I’ve been on a particular crusade to eliminate alert fatigue wherever we see it in New Relic’s engineering environment. We all know it’s no fun to wake up bleary-eyed at 2am, and be forced to solve a customer facing outage. It’s particularly un-fun when you’re awoken at 2am, only to find out that the automated notification isn’t actionable, and there’s nothing to do but silence the alert and go back to bed. It may be impractical to truly eliminate all spurious alerts, but realizing it is hard shouldn’t stop us from coming up with new ways to find those false negatives so we can all get some uninterrupted sleep.
It was with this mindset that I attended the awesome Monitorama PDX conference in my home town of Portland. The conference attracted a diverse group of Ops and Dev folks looking to discover together how we can improve the Monitoring tools and processes we use to make great teams and great products. Hats off to Jason Dixon and all his volunteers, who did a great job of organizing it.
There were a range of great talks around monitoring and DevOps, from getting started with data collections, to math for better anomaly analysis and detection. But I was mostly interested in one subject in particular: how others identify and reduce alert fatigue. Two of the talks dove deeply into that topic, and I’ll give you a run-down on the most insightful points they brought up below.
Trimming the Fat
In particular, I really appreciated the examples that Dan Slimmon of Exosite gave in his “Car Alarms and Smoke Alarms”. He focused on the accuracy of our status checks and probes, and how it impacts our ability to rely on them to give a clear indication that we need to act.
I took two large focus points away from it:
- You may think your 90% probable detection of a problem is good. It’s not. You want to look at the Positive Predictive Value (PPV) of a check.
- The Sensitivity and Specificity of your checks need to be really high the more available your service is.
The Positive Predictive Value is the probability that something is ACTUALLY wrong. This is affected by Sensitivity and Specificity:
- Sensitivity being the percentage of identifying actual failures in your service.
- Specificity being the percentage of identifying your service actually working.
He provided some cool calculations showing that even when you have a service or instance that has an rate of 99.9% uptime, and your check has a Sensitivity of 99% and a Specificity of 99%, your check is actually terrible. Why is this so terrible? His results show that if you are paged in the middle of the night with such a check, you only have a 1 in 10 chance that you need to take action. Looking back on my own experience, this doesn’t seem far the reality facing most people who spend a significant amount of time on call.

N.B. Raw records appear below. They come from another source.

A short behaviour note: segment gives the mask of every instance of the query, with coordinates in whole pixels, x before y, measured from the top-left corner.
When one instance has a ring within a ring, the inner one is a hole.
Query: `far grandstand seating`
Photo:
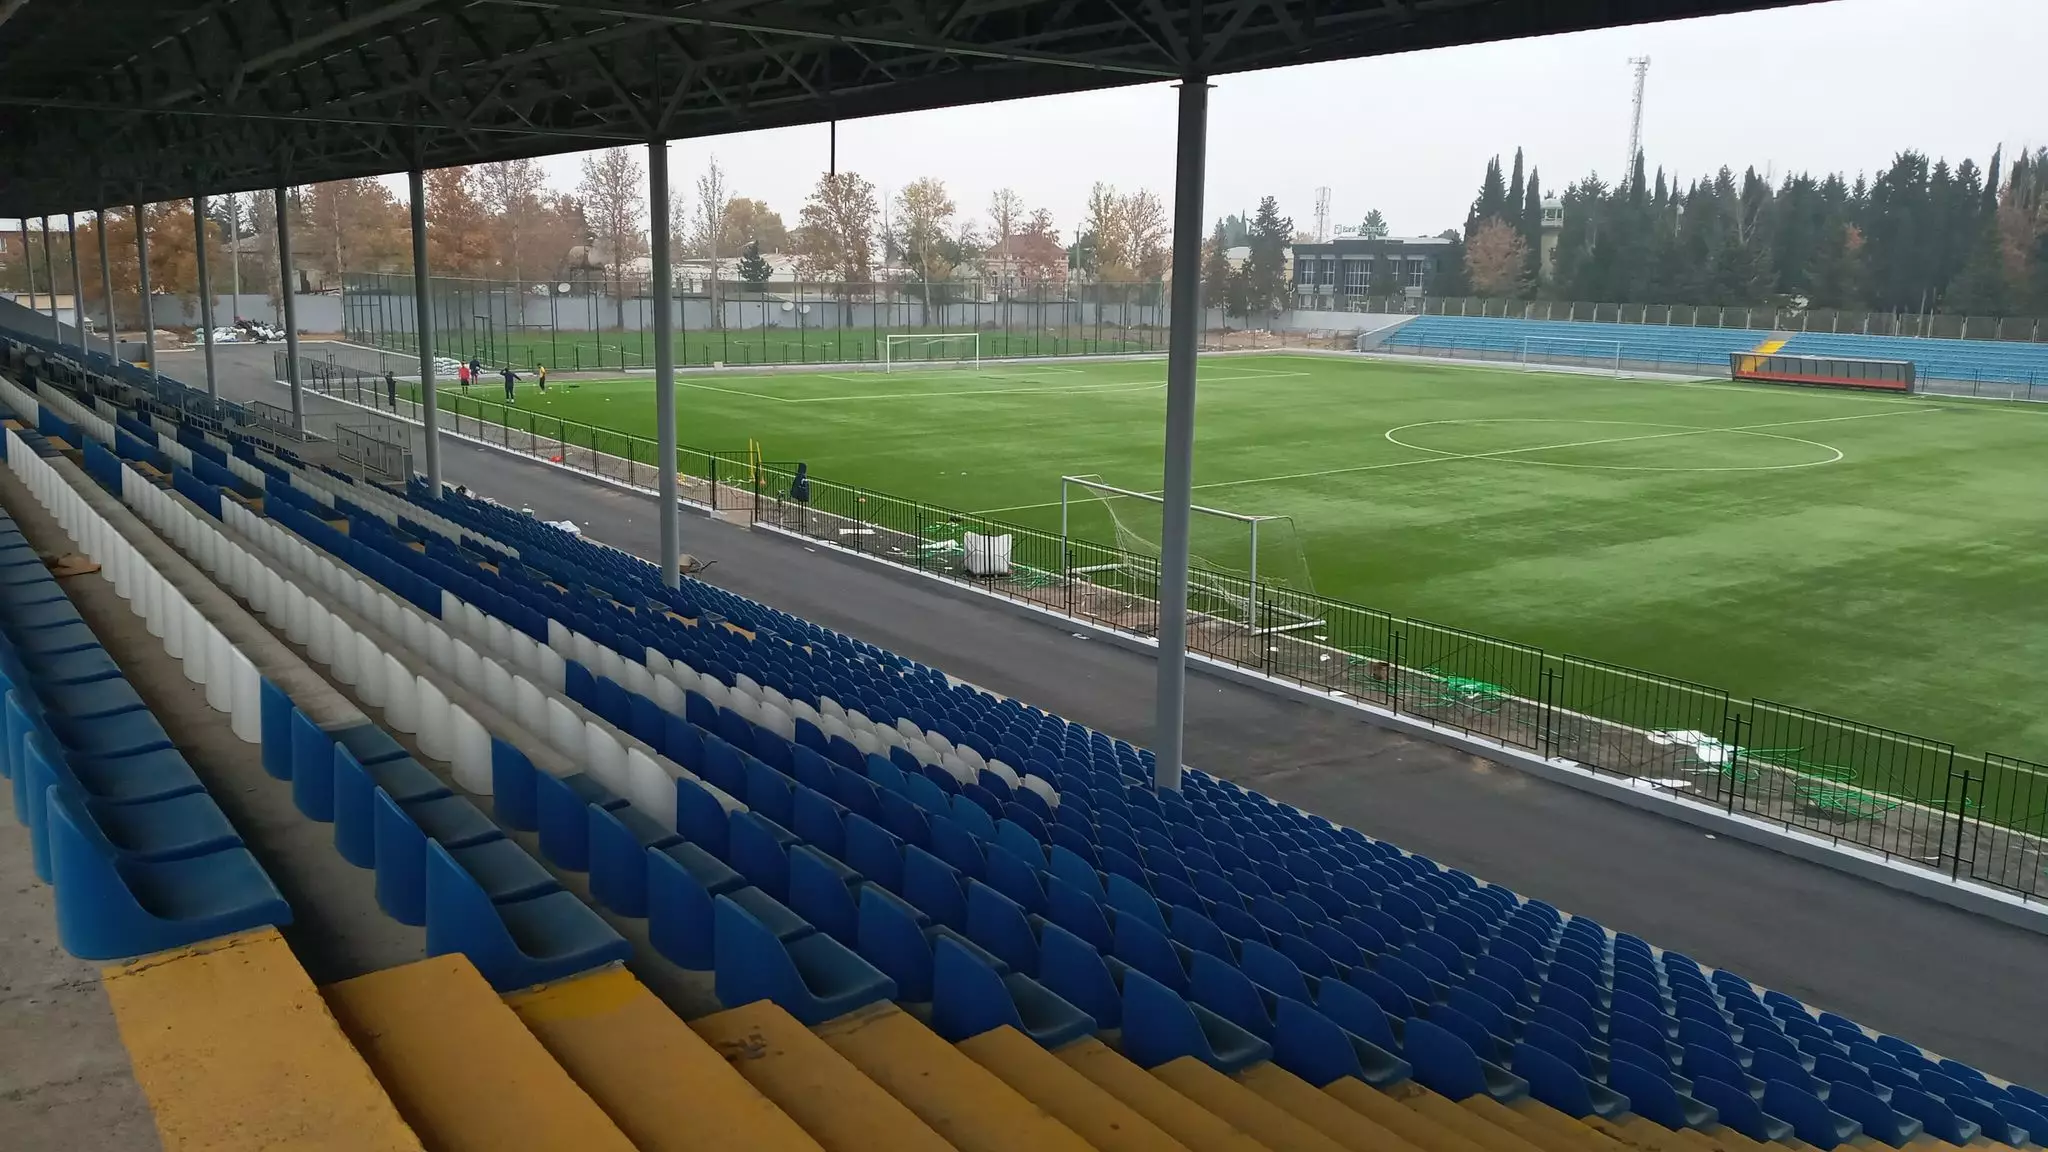
[[[1804,332],[1782,349],[1787,355],[1911,360],[1926,380],[2048,386],[2048,344],[1999,340],[1933,340]]]
[[[1503,320],[1478,316],[1418,316],[1403,324],[1386,347],[1484,352],[1491,359],[1532,361],[1583,357],[1612,363],[1615,347],[1629,363],[1728,369],[1728,354],[1748,352],[1770,338],[1745,328],[1663,328],[1644,324],[1574,323],[1565,320]]]
[[[1207,773],[1157,792],[1127,741],[530,516],[147,404],[0,394],[92,442],[83,471],[17,473],[64,501],[105,485],[382,709],[323,726],[272,693],[262,744],[440,957],[330,993],[438,1135],[549,1146],[498,1062],[419,1079],[488,1048],[541,1096],[588,1092],[547,1114],[587,1125],[567,1146],[707,1146],[661,1139],[705,1124],[759,1147],[1246,1152],[2048,1136],[2025,1088]],[[677,1024],[526,843],[713,973],[724,1011]],[[544,981],[565,983],[519,991]],[[752,1089],[683,1099],[664,1077],[708,1074],[707,1041]],[[748,1110],[763,1096],[780,1112]]]
[[[1384,347],[1466,352],[1494,360],[1519,359],[1526,350],[1537,363],[1577,358],[1607,364],[1618,344],[1625,364],[1697,367],[1720,374],[1728,369],[1730,353],[1755,351],[1772,338],[1770,332],[1746,328],[1418,316],[1388,337]],[[1925,380],[2048,386],[2048,344],[1825,332],[1779,338],[1785,343],[1775,351],[1787,355],[1911,360]]]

Outage Lifecycles and Monitoring Stacks
Dan’s talk really lined up with the great presentations given by Scott Sanders of GitHub (The Lifecycle of an Outage) and Daniel Schauenberg of Etsy (A Whirlwind tour of Etsy’s Monitoring Stack). Each of these presentations showed how their organizations equipped their Engineers to reduce the overhead burden when dealing with complex infrastructure. While the entire tool chains they employ are very similar to what many Ops teams already use, we can glean many ways to improve our own usage of them. They shared one commonality that I plan on implementing immediately: the auto-generated on-call report.
Github generates theirs via an awesome chat-ops interface, and Etsy has their Ops Weekly. Both allow the engineers to generate a report of all the alerts that paged out to them and easily annotate them. Most places I’ve worked at place importance on spreading status information on the key outages and impacts in their environments. Github and Etsy have built on this idea by annotating when an alert had no action and why there was no action taken. This can turn into a strong body of knowledge that would be essential in better tuning alerts and ensuring they are actionable.
Having attended a number of DevOpsDays conferences, which tend to discuss many broad DevOps topics include tools and culture, it was refreshing to see how narrowing in on the topic of monitoring and analysis of app data really can impact how we embrace DevOps as a culture.